= Option contract =

Type of contractual promise

An option contract, or simply option, is defined as "a promise which meets the requirements for the formation of a contract and limits the promisor's power to revoke an offer". Option contracts are common in relation to property (see below) and in professional sports.

An option contract is a type of contract that protects an offeree from an offeror's ability to revoke their offer to engage in a contract.

Under the common law, consideration for the option contract is required as it is still a form of contract, cf. Restatement (Second) of Contracts § 87(1). Typically, an offeree can provide consideration for the option contract by paying money for the contract or by providing value in some other form such as by rendering other performance or forbearance. Courts will generally try to find consideration if there are any grounds for doing so. See consideration for more information. The Uniform Commercial Code (UCC) has eliminated a need for consideration for firm offers between merchants in some limited circumstances.

==Introduction==
An option is the right to convey a piece of property. The person granting the option is called the optionor (or more usually, the grantor) and the person who has the benefit of the option is called the optionee (or more usually, the beneficiary).

Because options amount to dispositions of future property, in common law countries they are normally subject to the rule against perpetuities and must be exercised within the time limits prescribed by law.

In relation to certain types of asset (principally land), in many countries an option must be registered in order to be binding on a third party.

==Application of option contract in unilateral contracts==

The option contract provides an important role in unilateral contracts. In unilateral contracts, the promisor seeks acceptance by performance from the promisee. In this scenario, the classical contract view was that a contract was not formed until the performance that the promisor seeks was completely performed. This was because the consideration for the contract was the performance of the promisee. Once the promisee performed completely, consideration was satisfied and a contract was formed and only the promisor was bound to his promise.

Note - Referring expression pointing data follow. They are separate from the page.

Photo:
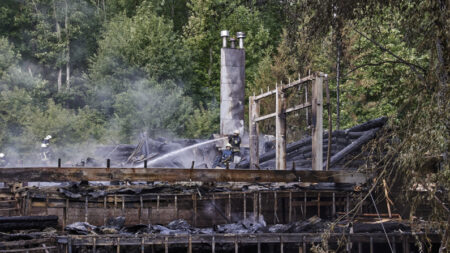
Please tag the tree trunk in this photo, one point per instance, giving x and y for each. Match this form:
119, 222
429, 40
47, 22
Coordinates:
58, 34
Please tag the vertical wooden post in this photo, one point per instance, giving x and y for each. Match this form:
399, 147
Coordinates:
394, 250
190, 244
157, 208
46, 204
141, 207
281, 245
318, 204
66, 212
304, 204
194, 205
304, 244
290, 206
229, 208
275, 206
317, 130
123, 206
176, 206
214, 204
104, 210
259, 205
86, 205
115, 205
254, 133
166, 245
255, 205
371, 244
244, 206
280, 128
330, 126
333, 210
347, 206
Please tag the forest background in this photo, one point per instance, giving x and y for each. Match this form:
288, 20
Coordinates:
97, 71
102, 72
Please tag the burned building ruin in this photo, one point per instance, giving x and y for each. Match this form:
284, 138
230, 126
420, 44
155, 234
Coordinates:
164, 196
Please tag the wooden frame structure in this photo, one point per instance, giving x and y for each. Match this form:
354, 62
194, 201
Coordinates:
361, 242
280, 121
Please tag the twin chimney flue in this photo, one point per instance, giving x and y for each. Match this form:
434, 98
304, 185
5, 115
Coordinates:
225, 34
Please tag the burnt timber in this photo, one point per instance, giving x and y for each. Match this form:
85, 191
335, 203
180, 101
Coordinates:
53, 174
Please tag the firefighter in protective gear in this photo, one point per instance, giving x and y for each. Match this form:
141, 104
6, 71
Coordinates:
235, 141
45, 148
227, 157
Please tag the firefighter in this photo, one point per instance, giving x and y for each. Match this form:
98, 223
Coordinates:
226, 157
235, 141
45, 148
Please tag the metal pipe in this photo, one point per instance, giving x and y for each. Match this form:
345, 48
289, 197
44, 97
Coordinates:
224, 34
240, 36
232, 41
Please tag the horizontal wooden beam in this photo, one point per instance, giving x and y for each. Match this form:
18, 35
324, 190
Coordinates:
111, 240
286, 86
53, 174
298, 107
292, 109
267, 116
299, 81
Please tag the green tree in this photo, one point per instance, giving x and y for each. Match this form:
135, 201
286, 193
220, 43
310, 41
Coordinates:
158, 109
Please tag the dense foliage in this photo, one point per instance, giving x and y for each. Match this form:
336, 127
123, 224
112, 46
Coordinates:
105, 71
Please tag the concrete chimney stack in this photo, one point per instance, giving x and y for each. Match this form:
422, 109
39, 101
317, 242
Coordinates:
240, 36
224, 34
232, 86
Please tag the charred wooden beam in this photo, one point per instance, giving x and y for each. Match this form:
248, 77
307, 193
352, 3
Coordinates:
64, 174
27, 222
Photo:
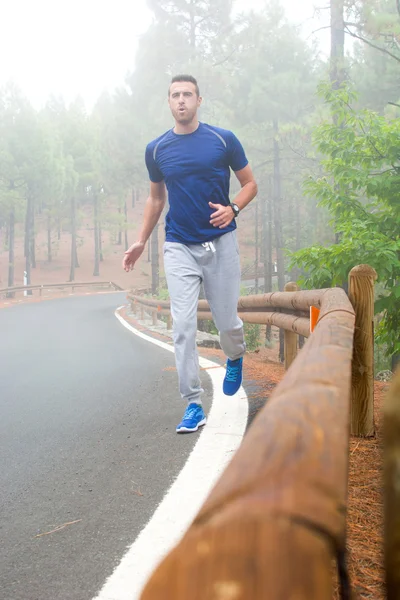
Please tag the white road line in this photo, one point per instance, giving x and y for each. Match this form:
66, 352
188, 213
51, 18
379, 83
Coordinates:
205, 464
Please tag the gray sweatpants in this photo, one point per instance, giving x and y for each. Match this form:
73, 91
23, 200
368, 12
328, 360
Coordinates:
217, 266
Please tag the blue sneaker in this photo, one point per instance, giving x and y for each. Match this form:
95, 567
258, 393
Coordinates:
193, 418
233, 377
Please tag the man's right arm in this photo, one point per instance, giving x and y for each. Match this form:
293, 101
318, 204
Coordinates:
152, 212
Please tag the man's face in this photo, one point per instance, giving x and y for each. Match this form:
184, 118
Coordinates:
183, 101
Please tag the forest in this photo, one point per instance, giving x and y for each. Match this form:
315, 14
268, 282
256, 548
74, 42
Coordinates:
322, 135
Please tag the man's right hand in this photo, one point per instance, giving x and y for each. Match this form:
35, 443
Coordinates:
132, 255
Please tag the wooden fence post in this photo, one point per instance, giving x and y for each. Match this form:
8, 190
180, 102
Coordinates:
290, 338
361, 295
392, 488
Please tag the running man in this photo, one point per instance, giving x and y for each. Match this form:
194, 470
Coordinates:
192, 162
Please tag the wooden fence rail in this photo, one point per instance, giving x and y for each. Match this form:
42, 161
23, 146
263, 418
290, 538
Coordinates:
276, 519
45, 286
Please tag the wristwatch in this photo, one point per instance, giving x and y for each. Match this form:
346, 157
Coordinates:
235, 208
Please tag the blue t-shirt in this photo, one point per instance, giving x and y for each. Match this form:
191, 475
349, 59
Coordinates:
195, 168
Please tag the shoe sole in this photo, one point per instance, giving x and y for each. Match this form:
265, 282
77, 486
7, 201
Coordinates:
187, 430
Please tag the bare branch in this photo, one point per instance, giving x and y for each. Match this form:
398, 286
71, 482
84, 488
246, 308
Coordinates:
221, 62
363, 39
320, 29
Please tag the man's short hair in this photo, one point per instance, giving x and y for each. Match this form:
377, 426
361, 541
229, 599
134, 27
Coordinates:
186, 79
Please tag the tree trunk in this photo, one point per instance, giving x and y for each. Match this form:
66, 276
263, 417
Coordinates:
155, 268
6, 236
49, 254
126, 226
73, 239
76, 250
100, 244
32, 235
395, 362
337, 71
278, 225
120, 229
294, 275
27, 243
11, 241
256, 252
96, 271
267, 251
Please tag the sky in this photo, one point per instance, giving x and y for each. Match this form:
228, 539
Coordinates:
84, 47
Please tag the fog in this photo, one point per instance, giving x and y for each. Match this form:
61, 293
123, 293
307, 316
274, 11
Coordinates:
82, 48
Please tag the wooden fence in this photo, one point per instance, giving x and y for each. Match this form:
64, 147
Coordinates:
10, 291
277, 518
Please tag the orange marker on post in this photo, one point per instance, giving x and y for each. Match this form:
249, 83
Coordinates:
314, 315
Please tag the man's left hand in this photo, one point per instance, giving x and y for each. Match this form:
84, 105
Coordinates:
222, 216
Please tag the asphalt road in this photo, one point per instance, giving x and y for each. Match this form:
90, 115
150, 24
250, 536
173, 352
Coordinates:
87, 433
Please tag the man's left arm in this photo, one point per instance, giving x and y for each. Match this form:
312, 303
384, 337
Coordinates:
224, 215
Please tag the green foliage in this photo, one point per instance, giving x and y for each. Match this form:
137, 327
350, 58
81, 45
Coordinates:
360, 189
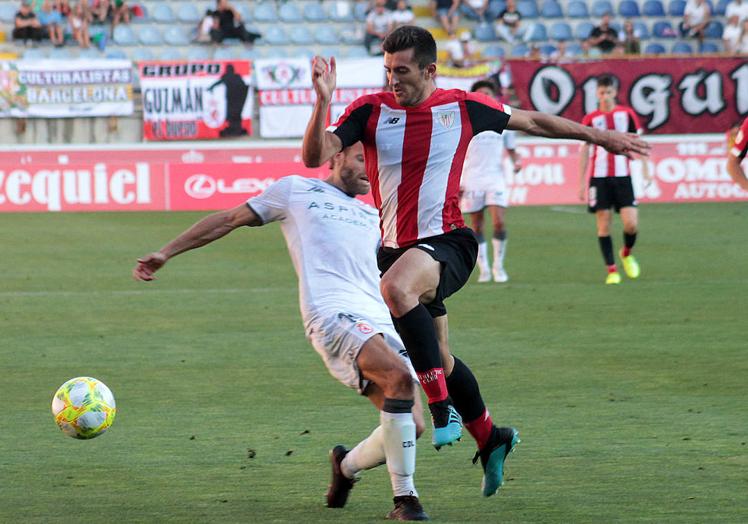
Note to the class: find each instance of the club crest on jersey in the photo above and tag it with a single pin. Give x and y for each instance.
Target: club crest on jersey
(446, 119)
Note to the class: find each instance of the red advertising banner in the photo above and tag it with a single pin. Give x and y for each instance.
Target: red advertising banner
(684, 169)
(191, 100)
(673, 96)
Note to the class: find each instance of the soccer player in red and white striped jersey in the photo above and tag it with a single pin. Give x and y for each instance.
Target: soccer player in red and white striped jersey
(415, 138)
(736, 153)
(609, 178)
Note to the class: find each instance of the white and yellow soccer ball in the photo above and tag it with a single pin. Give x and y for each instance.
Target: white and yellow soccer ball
(83, 407)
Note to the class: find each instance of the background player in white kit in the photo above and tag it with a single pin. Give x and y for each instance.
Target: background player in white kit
(483, 186)
(327, 230)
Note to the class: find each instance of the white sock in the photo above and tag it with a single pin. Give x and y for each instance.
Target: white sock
(499, 251)
(368, 454)
(483, 257)
(399, 432)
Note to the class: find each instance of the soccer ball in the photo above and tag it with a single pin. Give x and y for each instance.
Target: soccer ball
(83, 407)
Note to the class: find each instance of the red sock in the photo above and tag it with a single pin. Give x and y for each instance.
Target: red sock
(434, 384)
(480, 429)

A problem arose with unilateral contracts because of the late formation of the contract. With classical unilateral contracts, a promisor can revoke his offer for the contract at any point prior to the promisee's complete performance. So, if a promisee provides 99% of the performance sought, the promisor could then revoke without any remedy for the promisee. The promisor had maximum protection and the promisee had maximum risk in this scenario.

The modern view of how option contracts apply now provides some security to the promisee in the above scenario. Essentially, once a promisee begins performance, an option contract is implicitly created between the promisor and the promisee. The promisor impliedly promises not to revoke the offer and the promisee impliedly promises to furnish complete performance, but as the name suggests, the promisee still retains the "option" of not completing performance. The consideration for this option contract is discussed in comment d of the above cited section. Basically, the consideration is provided by the promisee's beginning of performance.

Case law differs from jurisdiction to jurisdiction, but an option contract can either be implicitly created instantaneously at the beginning of performance (the Restatement view) or after some "substantial performance". Cook v. Coldwell Banker/Frank Laiben Realty Co., 967 S.W.2d 654 (Mo. App. 1998). Case law in England and Wales has established that in exercising an option, a grantee "must comply strictly with the conditions for its exercise".

It has been hypothesized that option contracts could help allow free market roads to be constructed without resorting to eminent domain, as the road company could make option contracts with many landowners, and eventually consummate the purchase of parcels comprising the contiguous route needed to build the road.

==Assignability==
It is a general principle of contract law that an offer cannot be assigned by the recipient of the offer to another party. However, an option contract can be sold (unless it provides otherwise), allowing the buyer of the option to step into the shoes of the original offeree and accept the offer to which the option pertains.

== Contract theory ==
In economics, option contracts play an important role in the field of contract theory. In particular, Oliver Hart (1995, p. 90) has shown that option contracts can mitigate the hold-up problem (an underinvestment problem that occurs when the exact level of investment cannot be contractually specified). However, there is a debate in contract theory whether option contracts are still useful when the contractual parties cannot rule out future renegotiations. As has been pointed out by Tirole (1999), this debate is at the center of the discussions about the foundations of the incomplete contracts theory. In a laboratory experiment, Hoppe and Schmitz (2011) have confirmed that non-renegotiable option contracts can indeed solve the hold-up problem. Moreover, it turns out that option contracts are still useful even when renegotiation cannot be ruled out. The latter observation can be explained by Hart and Moore’s (2008) idea that an important role of contracts is to serve as reference points.